DiNapoli said in a news release that the move was aimed at controlling mounting pressure on stock prices of financial services companies. New York’s bid to stabilize financial markets follows a similar move in mid-July by state pension funds in New Jersey, which instructed their lending custodian to stop lending securities to short sellers.
“The financial services industry has experienced declines in public equity values that in some cases are unconnected to the long-term financial health of the industry,” DiNapoli said, in the news release. “This speculative selling has put downward pressure on the entire stock market and threatens to drive our national economy deeper into decline. By removing some of the fuel that is feeding this speculative fire, my action is intended to bring stability and rationality back to our equity markets.”
According to the announcement, the state’s $154 billion will remove the shares of 19 bank and brokerage firms, including Goldman Sachs Group and Morgan Stanley, from those available in its securities lending program.
“Combined with recent Securities and Exchange Commission (SEC) rules curbing short selling, DiNapoli believes that his actions will restore fundamentals —earnings power and long-term franchise value — as the key drivers of stock prices,” the DiNapoli announcement said.
The firms whose shares DiNapoli removed from the program are those identified by the SEC in its July 15 emergency order aimed at “naked” short selling.
New York City Joins the Effort
A Reuters news report said New York City’s pension funds followed suit after DiNapoli’s move. William Thompson, the city comptroller, said the city’s pension funds were suspending securities lending for the same 19 stocks on the SEC list.

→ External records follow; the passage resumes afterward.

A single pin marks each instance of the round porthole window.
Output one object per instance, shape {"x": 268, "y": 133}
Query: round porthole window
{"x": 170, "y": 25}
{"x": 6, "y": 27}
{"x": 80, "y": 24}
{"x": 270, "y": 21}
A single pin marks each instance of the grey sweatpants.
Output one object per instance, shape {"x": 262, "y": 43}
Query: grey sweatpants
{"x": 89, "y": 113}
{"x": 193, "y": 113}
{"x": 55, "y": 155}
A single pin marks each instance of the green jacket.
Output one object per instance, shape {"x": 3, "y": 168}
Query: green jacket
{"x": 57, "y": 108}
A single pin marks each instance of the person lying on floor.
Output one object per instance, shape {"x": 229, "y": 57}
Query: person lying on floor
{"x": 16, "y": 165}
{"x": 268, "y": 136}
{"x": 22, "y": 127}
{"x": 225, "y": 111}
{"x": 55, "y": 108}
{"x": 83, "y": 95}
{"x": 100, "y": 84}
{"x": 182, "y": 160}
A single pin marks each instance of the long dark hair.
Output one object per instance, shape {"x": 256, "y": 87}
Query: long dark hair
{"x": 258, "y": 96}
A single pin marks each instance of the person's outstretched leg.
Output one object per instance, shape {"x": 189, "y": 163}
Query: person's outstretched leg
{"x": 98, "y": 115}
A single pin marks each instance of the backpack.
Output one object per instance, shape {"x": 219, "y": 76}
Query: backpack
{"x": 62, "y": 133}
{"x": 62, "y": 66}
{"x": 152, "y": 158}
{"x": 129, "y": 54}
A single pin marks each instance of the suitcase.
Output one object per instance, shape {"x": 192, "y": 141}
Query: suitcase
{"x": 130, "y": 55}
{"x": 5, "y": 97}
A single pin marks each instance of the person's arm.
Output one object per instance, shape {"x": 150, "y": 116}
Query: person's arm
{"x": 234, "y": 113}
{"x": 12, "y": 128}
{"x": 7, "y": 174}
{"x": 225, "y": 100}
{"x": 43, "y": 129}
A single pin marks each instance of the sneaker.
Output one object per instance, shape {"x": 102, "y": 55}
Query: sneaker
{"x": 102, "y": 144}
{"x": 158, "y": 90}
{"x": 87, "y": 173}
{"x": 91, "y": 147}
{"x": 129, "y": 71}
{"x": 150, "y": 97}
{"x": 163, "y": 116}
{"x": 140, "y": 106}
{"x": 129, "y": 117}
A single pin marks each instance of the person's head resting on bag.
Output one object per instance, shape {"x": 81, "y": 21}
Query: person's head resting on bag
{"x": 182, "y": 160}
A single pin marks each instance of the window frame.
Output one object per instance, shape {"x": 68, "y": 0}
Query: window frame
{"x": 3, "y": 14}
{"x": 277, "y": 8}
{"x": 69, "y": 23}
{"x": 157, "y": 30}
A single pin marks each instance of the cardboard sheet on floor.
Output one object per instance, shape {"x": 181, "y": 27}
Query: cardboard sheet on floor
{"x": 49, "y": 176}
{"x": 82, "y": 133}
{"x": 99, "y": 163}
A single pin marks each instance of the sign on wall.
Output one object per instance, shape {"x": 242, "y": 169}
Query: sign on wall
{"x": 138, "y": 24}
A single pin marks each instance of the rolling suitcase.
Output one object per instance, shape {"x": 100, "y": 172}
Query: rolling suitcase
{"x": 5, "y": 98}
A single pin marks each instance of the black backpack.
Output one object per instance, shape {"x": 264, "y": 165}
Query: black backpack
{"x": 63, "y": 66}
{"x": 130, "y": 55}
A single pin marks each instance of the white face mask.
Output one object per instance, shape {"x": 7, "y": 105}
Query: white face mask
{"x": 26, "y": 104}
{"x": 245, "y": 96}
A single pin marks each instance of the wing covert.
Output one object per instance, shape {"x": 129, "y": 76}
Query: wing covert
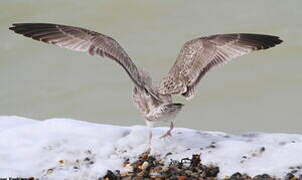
{"x": 80, "y": 39}
{"x": 199, "y": 55}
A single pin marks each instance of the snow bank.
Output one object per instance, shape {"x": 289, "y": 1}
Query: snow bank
{"x": 71, "y": 149}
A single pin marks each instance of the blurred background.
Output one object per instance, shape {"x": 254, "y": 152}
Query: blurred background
{"x": 257, "y": 92}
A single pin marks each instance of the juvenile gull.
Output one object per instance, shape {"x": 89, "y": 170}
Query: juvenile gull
{"x": 195, "y": 59}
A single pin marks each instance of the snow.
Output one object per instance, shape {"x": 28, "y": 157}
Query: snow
{"x": 72, "y": 149}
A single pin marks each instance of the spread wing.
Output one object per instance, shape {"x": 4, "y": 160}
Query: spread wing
{"x": 199, "y": 55}
{"x": 79, "y": 39}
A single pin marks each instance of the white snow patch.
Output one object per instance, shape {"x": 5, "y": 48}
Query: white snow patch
{"x": 71, "y": 149}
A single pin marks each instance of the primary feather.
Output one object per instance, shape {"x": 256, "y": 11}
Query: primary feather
{"x": 199, "y": 55}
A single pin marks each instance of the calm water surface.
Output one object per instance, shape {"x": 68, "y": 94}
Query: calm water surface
{"x": 257, "y": 92}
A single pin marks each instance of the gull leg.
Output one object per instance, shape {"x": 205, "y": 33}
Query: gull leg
{"x": 150, "y": 126}
{"x": 168, "y": 133}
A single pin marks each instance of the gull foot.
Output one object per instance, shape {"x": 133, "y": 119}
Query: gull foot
{"x": 168, "y": 134}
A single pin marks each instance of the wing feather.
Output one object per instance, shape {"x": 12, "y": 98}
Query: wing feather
{"x": 80, "y": 39}
{"x": 199, "y": 55}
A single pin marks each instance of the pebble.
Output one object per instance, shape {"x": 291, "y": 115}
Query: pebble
{"x": 145, "y": 165}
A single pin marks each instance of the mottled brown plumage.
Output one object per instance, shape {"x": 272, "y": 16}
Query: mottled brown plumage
{"x": 195, "y": 59}
{"x": 199, "y": 55}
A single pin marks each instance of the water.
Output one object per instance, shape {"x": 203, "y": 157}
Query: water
{"x": 256, "y": 92}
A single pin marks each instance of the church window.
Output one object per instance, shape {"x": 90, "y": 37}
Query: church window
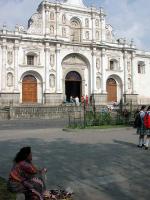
{"x": 75, "y": 30}
{"x": 30, "y": 59}
{"x": 141, "y": 67}
{"x": 9, "y": 79}
{"x": 86, "y": 23}
{"x": 52, "y": 16}
{"x": 113, "y": 64}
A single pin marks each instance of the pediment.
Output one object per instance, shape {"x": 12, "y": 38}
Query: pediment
{"x": 74, "y": 60}
{"x": 10, "y": 69}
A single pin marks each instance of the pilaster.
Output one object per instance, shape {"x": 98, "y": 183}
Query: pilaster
{"x": 93, "y": 78}
{"x": 47, "y": 64}
{"x": 133, "y": 75}
{"x": 3, "y": 80}
{"x": 125, "y": 71}
{"x": 58, "y": 70}
{"x": 104, "y": 67}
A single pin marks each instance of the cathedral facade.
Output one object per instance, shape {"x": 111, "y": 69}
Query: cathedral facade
{"x": 68, "y": 49}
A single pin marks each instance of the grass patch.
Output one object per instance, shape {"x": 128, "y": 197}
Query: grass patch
{"x": 106, "y": 126}
{"x": 4, "y": 193}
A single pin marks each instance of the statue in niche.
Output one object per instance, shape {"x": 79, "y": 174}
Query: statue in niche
{"x": 52, "y": 59}
{"x": 64, "y": 32}
{"x": 86, "y": 22}
{"x": 98, "y": 63}
{"x": 128, "y": 66}
{"x": 51, "y": 16}
{"x": 9, "y": 79}
{"x": 52, "y": 30}
{"x": 64, "y": 19}
{"x": 10, "y": 57}
{"x": 129, "y": 83}
{"x": 97, "y": 22}
{"x": 87, "y": 35}
{"x": 97, "y": 35}
{"x": 52, "y": 81}
{"x": 98, "y": 82}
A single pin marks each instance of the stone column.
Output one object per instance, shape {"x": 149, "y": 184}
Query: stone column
{"x": 3, "y": 77}
{"x": 133, "y": 73}
{"x": 16, "y": 49}
{"x": 104, "y": 67}
{"x": 58, "y": 70}
{"x": 103, "y": 24}
{"x": 94, "y": 71}
{"x": 57, "y": 20}
{"x": 46, "y": 20}
{"x": 47, "y": 65}
{"x": 93, "y": 25}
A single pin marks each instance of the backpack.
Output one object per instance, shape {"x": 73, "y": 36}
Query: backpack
{"x": 137, "y": 121}
{"x": 147, "y": 120}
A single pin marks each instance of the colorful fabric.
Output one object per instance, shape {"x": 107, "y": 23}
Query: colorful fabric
{"x": 24, "y": 178}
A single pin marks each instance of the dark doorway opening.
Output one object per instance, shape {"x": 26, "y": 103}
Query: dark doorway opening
{"x": 111, "y": 90}
{"x": 73, "y": 85}
{"x": 73, "y": 89}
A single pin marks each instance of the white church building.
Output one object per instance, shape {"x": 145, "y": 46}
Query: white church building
{"x": 68, "y": 49}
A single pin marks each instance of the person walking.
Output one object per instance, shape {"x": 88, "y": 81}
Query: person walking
{"x": 147, "y": 126}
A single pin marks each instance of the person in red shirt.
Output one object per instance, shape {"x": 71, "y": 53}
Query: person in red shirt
{"x": 24, "y": 176}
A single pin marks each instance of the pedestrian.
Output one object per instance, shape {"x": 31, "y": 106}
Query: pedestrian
{"x": 141, "y": 128}
{"x": 147, "y": 126}
{"x": 77, "y": 101}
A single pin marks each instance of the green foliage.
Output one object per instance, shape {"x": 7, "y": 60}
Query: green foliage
{"x": 4, "y": 193}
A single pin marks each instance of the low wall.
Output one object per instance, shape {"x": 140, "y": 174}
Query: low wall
{"x": 43, "y": 112}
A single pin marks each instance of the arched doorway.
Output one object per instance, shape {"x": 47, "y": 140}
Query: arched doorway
{"x": 111, "y": 90}
{"x": 72, "y": 85}
{"x": 29, "y": 89}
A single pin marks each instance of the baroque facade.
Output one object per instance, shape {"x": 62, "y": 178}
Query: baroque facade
{"x": 68, "y": 50}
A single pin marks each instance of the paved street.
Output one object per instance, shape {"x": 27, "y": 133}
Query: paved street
{"x": 97, "y": 164}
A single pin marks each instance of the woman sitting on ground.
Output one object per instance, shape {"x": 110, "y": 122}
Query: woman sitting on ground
{"x": 25, "y": 177}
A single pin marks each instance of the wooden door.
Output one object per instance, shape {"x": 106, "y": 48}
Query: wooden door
{"x": 29, "y": 89}
{"x": 111, "y": 90}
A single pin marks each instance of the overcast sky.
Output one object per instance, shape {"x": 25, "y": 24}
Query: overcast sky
{"x": 129, "y": 18}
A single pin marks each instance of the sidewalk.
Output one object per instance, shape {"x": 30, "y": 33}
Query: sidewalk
{"x": 97, "y": 164}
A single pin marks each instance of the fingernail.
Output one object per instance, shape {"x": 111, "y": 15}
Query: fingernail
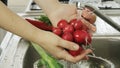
{"x": 76, "y": 47}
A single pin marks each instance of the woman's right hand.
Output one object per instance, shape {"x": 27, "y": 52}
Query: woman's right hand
{"x": 56, "y": 46}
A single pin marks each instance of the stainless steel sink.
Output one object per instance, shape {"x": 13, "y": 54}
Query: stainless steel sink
{"x": 105, "y": 47}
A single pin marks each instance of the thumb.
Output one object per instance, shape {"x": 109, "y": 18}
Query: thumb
{"x": 68, "y": 45}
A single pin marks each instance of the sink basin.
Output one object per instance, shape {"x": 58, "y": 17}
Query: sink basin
{"x": 105, "y": 47}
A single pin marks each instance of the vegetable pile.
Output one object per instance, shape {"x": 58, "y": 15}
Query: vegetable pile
{"x": 73, "y": 30}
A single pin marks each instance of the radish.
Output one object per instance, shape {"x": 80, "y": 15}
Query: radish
{"x": 77, "y": 52}
{"x": 62, "y": 23}
{"x": 57, "y": 31}
{"x": 67, "y": 36}
{"x": 82, "y": 37}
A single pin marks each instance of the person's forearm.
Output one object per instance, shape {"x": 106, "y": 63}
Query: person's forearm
{"x": 48, "y": 6}
{"x": 17, "y": 25}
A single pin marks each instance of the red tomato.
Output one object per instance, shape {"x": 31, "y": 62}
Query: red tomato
{"x": 78, "y": 25}
{"x": 67, "y": 36}
{"x": 62, "y": 23}
{"x": 82, "y": 37}
{"x": 72, "y": 22}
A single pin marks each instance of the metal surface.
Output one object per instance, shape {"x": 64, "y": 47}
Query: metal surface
{"x": 105, "y": 47}
{"x": 104, "y": 17}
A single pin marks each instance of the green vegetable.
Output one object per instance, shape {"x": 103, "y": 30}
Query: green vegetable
{"x": 46, "y": 59}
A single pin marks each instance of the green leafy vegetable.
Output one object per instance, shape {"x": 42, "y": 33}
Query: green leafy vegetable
{"x": 47, "y": 60}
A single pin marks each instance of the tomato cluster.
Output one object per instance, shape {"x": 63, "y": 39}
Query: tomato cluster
{"x": 74, "y": 31}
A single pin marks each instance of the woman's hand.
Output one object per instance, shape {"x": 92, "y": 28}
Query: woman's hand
{"x": 68, "y": 12}
{"x": 56, "y": 46}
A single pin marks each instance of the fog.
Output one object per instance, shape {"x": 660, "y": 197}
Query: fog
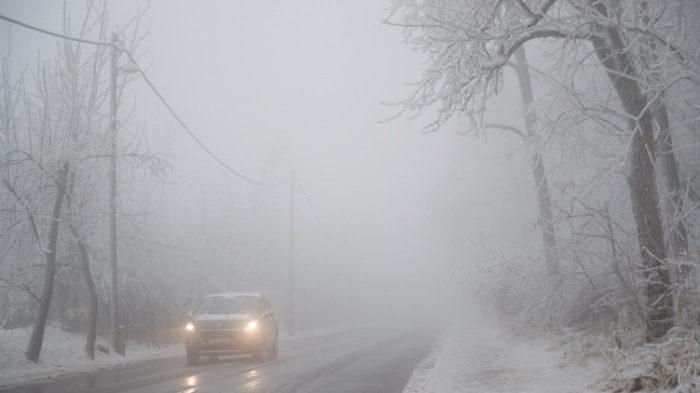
{"x": 388, "y": 219}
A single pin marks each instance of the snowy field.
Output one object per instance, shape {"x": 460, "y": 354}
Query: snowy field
{"x": 467, "y": 359}
{"x": 62, "y": 355}
{"x": 472, "y": 358}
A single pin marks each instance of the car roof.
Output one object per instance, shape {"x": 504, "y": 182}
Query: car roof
{"x": 231, "y": 295}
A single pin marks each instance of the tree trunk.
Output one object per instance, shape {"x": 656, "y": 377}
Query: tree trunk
{"x": 87, "y": 275}
{"x": 678, "y": 237}
{"x": 642, "y": 184}
{"x": 37, "y": 338}
{"x": 544, "y": 200}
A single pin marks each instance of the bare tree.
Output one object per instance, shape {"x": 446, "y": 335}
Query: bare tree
{"x": 470, "y": 43}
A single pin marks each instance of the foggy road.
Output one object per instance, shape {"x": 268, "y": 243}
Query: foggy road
{"x": 361, "y": 360}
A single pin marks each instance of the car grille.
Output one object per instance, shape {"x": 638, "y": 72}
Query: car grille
{"x": 218, "y": 336}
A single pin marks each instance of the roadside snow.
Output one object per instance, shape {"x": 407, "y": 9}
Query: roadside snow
{"x": 468, "y": 358}
{"x": 62, "y": 354}
{"x": 471, "y": 358}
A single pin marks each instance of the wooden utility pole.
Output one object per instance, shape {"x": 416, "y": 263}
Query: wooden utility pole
{"x": 116, "y": 336}
{"x": 291, "y": 255}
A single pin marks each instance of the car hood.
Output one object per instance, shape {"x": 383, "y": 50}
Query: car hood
{"x": 221, "y": 321}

California Public Employees’ Retirement System (CalPERS), the largest U.S. public pension fund only stopped lending the stocks of four banks — Goldman, Morgan Stanley, State Street Corp and Wachovia Corp (See CalPERS, Maryland Sec Lending Programs Respond to Markets ). CalPERS said it expects to lift its restrictions “once the market volatility abates.”
California State Teachers’ Retirement System (CalSTRS) also participated in the effort with the other pension programs.
Reuters said Maryland’s $37 billion pension fund also enacted curbs — and gave short sellers 24 hours to return the $1.4 billion of stock out on loan as of Wednesday’s close, according to Dean Kenderdine, executive director of the state retirement and pension agency.